Our last post discussed the explosion of artificial intelligence (AI) and how advertisers might use it to drive consumer loyalty.
In this post, we’ll focus on one specific area of AI: autonomous vehicles.
To the delight of many, self-driving vehicles are becoming a reality. Unfortunately for those advertising them, consumer trust is relatively low. Let’s explore the reality of that mistrust and look at the reasons behind it, as well some ideas for building trust and interest in these exciting products.
Most Consumers Losing Trust in Self-Driving Vehicle Technology
In April, J.D. Power released its 2017 U.S. Tech Choice Study, which looks at consumer awareness, interest and price elasticity (by demographic) when it comes to the emerging technologies of certain vehicles.
One key finding was that just about everyone displays a declining trust in the concept of automated driving technology, which uses AI. Compared with 2016, 9 percent more Pre-Boomers and 11 percent more Gen Z members claim to have a definite mistrust of the technology. Forty percent of Baby Boomers see no benefits of self-driving vehicles. Only Millennials (which the study refers to as “Gen Y”) haven’t lost trust since last year.

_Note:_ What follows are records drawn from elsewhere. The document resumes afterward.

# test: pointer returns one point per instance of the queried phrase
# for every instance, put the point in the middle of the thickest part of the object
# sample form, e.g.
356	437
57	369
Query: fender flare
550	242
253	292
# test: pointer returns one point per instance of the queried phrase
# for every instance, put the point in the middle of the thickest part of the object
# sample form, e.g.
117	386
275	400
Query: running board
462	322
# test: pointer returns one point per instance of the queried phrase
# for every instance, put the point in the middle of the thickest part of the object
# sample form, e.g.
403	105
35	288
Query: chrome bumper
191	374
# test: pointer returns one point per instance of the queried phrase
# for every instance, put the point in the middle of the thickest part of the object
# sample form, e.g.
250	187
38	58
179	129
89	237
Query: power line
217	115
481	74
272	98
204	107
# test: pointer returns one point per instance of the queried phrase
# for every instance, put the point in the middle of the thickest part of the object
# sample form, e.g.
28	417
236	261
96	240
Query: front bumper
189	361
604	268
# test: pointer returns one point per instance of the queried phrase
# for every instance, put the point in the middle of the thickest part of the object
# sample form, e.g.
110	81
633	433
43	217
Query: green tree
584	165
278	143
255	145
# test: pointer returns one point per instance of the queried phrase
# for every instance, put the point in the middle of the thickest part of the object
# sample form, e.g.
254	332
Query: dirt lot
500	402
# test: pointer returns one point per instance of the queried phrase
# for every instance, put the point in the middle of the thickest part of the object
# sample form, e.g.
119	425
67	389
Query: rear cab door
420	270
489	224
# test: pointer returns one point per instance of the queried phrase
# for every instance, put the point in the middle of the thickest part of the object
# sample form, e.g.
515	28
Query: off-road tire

J.D. Power is clear that the reason for hesitation is not price. Younger generations are showing greater interest in autonomous vehicles, even though Boomers are more likely to express interest without first knowing a price. Further, more consumers are willing to pay for advanced versions of emergency braking and steering (before they become standard) than less expensive features like a dash camera or digital key.
The implications of this are real for advertisers in the automobile industry. Usually, when a technological concept is nearing reality, people become more interested in, and accepting of, it. For self-driving vehicles, however, consumer trust is going down, and that’s hindering general interest.
An upside is that consumers across the board continue to show interest in certain AI features, like collision protection and driving assistance, as they did in 2016. This includes:
- Smart headlights
- Camera rear-view mirror
- Emergency braking and steering system
- Lane change assist
- Camera side-view mirrors
- Advanced windshield display
The bottom line is that, despite self-driving vehicles’ ability to reduce collisions and provide mobility to those unable to drive, people simply aren’t comfortable with them – yet. Kristin Kolodge, executive director of driver interaction and HMI research at J.D. Power, says:
“Automated driving is a new and complex concept for many consumers; they’ll have to experience it firsthand to fully understand it. As features like adaptive cruise control, automatic braking and blind-spot warning systems become mainstream, car buyers will gain more confidence in taking their hands off the steering wheel and allowing their vehicles to step in to prevent human error.”
Why is Trust in Some AI So Low?
In an article for the Harvard Business Review (HBR), a researcher and an analyst discuss why people are so willing to trust algorithms (as elements of AI) in some situations and so not willing in others.
For example, few would harbor deep mistrust of the algorithms Amazon uses to suggest products, or even the use of auto-pilot on airplanes. However, as we know, such automation is questioned when it comes to self-driving vehicles.
The reason is selective trust in algorithms. We depend on algorithms more than ever, even for decisions historically made by human experts (such as financial investments), yet trust them at varying levels.
Part of what determines the trust variation is the subjectivity/objectivity of the outcome. Confidence is high in algorithms that determine verifiable, objective things like a person’s weight or what movies will be top at the box office. Humans are more trusted in subjective situations, and perhaps driving is considered a subjective, and personal, task. Humans also retain trust more than algorithms when the two make the same mistake.
A glimmer of hope for advertisers of automonous vehicles is that people with higher numerical literacy are more trusting of self-driving and AI-using vehicles than the general population. One successful tactic might be targeting your ads to people who are comfortable with math and science and, presumably, technology.
The article finishes by reminding us that good technology alone isn’t enough to spur the necessary interest in products featuring artificial intelligence. AI must be introduced in ways that foster trust in potential users.
Helping Consumers Trust AI in Your Advertising
In a separate article, Harvard Business Review shares ideas on how to help consumers trust AI in products like vehicles and medical equipment – spaces where trust is essential for the success of the product.
According to the HBR piece, to better understand the level of trust consumers have in AI, we must consider trust in two dimensions:
- Trust in technology
- Trust in technology innovators
In the case of autonomous vehicles, trust is more easily destroyed than created, especially as the potential outcomes are matters of life and death. For consumers to maintain trust while giving complete control to a machine, that machine must offer predictability and dependability and appeal to faith:
- Predictability comes when the product performs as expected.
- Dependability happens when there’s understanding of the underlying logic and process of the technology.
- Faith refers to the product’s purpose – faith in the designer’s intentions.
For advertisers, it’s about establishing trust in self-driving vehicles and the AI involved by communicating the benefits of the products while concentrating on the three factors above. These efforts will make consumers more likely to adopt the technology.
It might be an uphill battle at the moment, but when advertisers focus on the good aspects of AI in vehicles, their technology can become one that consumers feel confident using, even at top speeds.